Kate Swift ist auf der Flucht. Seitdem der Vater ihrer Tochter ermordet wurde und sie daraufhin die Praktiken der CIA bekannt gemacht hat, lebt sie unter falschem Namen, doch ist die Tarnung von dauer?

Der Schreibstil ist recht ungewöhnlich, hält er doch bei vielen Charakteren oder Situationen an Details fest, die nicht wirklich zielführend für den Verlauf der Geschichte sind und auch keinen wirklichen Mehrwert bieten. Es wird aus mehreren Perspektiven in willkürlicher Reihenfolge erzählt.

Mich hat der sehr schnelle und auch blutige Start in diesen Thriller sehr überrascht, doch wird es recht schnell wieder ruhiger.
Zum Ende hin ist der Autor sehr mutig und traut sich etwas, was wirklich nicht vorhersehbar ist.

Leider konnte mich der Verlauf der Geschichte zu keiner Zeit vollkommen packen, dies liegt nicht nur an den zusätzliche Details sondern auch daran, dass die Charaktere irgendwie alle einen weg haben.
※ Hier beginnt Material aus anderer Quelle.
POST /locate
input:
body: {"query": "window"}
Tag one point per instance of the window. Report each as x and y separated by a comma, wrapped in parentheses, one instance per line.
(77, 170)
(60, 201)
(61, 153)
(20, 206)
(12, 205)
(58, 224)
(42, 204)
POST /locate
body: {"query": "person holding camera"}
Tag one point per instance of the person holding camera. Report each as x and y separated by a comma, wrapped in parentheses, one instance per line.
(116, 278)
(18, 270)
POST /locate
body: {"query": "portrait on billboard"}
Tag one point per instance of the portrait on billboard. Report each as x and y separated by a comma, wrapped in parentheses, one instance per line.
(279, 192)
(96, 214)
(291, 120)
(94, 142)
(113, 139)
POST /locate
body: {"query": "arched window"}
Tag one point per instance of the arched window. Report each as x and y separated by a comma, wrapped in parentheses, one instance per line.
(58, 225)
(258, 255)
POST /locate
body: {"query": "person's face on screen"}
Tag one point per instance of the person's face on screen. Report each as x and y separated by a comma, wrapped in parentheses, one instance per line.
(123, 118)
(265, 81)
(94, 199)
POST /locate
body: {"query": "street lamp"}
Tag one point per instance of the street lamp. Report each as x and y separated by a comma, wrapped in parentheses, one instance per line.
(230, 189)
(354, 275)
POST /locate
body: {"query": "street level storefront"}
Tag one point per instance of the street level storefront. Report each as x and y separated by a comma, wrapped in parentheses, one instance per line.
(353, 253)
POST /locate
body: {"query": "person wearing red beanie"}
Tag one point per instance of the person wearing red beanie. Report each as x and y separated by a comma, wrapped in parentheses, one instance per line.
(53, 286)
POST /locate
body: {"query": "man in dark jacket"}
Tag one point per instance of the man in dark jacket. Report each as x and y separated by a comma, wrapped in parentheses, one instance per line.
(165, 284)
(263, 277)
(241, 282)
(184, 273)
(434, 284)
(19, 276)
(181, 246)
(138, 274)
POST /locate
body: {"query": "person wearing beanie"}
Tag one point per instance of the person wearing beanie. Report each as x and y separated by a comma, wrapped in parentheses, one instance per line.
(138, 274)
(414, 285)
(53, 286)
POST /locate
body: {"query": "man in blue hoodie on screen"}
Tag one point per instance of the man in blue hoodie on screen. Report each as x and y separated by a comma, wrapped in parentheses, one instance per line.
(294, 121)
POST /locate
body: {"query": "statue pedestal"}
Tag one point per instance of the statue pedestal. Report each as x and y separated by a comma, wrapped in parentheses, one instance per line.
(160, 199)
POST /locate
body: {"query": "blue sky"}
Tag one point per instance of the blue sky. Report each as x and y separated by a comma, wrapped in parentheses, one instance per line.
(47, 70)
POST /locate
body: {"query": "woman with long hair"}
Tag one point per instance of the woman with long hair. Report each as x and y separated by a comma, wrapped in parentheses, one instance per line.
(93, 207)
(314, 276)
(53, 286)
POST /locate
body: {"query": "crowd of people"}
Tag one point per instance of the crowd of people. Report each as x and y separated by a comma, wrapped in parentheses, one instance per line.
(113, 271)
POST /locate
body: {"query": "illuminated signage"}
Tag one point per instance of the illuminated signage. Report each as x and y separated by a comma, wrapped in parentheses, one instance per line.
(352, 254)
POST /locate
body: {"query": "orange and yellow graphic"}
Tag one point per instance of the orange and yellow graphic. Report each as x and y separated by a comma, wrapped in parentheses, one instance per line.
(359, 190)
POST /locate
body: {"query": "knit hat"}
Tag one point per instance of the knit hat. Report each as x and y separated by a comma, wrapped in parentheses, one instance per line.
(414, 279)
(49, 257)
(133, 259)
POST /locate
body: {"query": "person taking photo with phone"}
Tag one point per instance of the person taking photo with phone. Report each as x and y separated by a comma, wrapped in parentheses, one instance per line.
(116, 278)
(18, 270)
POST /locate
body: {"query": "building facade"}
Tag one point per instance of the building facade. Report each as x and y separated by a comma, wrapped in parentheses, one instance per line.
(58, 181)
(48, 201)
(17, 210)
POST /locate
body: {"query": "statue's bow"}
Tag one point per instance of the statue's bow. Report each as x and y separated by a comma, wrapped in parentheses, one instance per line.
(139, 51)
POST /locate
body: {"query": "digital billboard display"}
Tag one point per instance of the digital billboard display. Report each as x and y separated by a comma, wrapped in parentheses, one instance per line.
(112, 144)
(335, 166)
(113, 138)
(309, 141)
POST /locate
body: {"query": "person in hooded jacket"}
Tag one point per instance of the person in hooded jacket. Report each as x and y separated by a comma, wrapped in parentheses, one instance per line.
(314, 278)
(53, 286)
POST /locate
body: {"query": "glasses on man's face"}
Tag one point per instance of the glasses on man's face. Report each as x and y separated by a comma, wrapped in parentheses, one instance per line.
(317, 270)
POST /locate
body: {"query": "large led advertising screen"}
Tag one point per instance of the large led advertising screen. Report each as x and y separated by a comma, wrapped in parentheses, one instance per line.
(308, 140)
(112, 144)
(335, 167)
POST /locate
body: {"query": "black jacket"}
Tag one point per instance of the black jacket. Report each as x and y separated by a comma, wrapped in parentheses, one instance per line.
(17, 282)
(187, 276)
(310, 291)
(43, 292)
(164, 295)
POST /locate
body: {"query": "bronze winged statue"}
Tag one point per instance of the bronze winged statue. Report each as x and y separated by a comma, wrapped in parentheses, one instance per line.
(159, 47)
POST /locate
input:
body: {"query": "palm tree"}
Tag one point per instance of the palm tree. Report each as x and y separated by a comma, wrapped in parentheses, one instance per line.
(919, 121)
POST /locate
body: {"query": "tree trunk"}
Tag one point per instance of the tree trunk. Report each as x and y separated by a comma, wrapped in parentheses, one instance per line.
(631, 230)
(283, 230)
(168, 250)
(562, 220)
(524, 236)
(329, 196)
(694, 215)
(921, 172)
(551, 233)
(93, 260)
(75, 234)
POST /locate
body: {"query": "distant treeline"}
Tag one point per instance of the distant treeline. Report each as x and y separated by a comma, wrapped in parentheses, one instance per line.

Ich hoffe sehr, dass die reale CIA aus deutlich weniger verrückten Menschen zusammen gesetzt ist.

Insgesamt war ich so etwas enttäuscht, zwar bekommt man hier mal einen Agententhriller bei dem bei weitem nicht alles glatt läuft, doch der Schreibstil macht es mit den Charakteren zusammen wirklich zu nichte. Somit komme ich auf 2 von 5 Sternen.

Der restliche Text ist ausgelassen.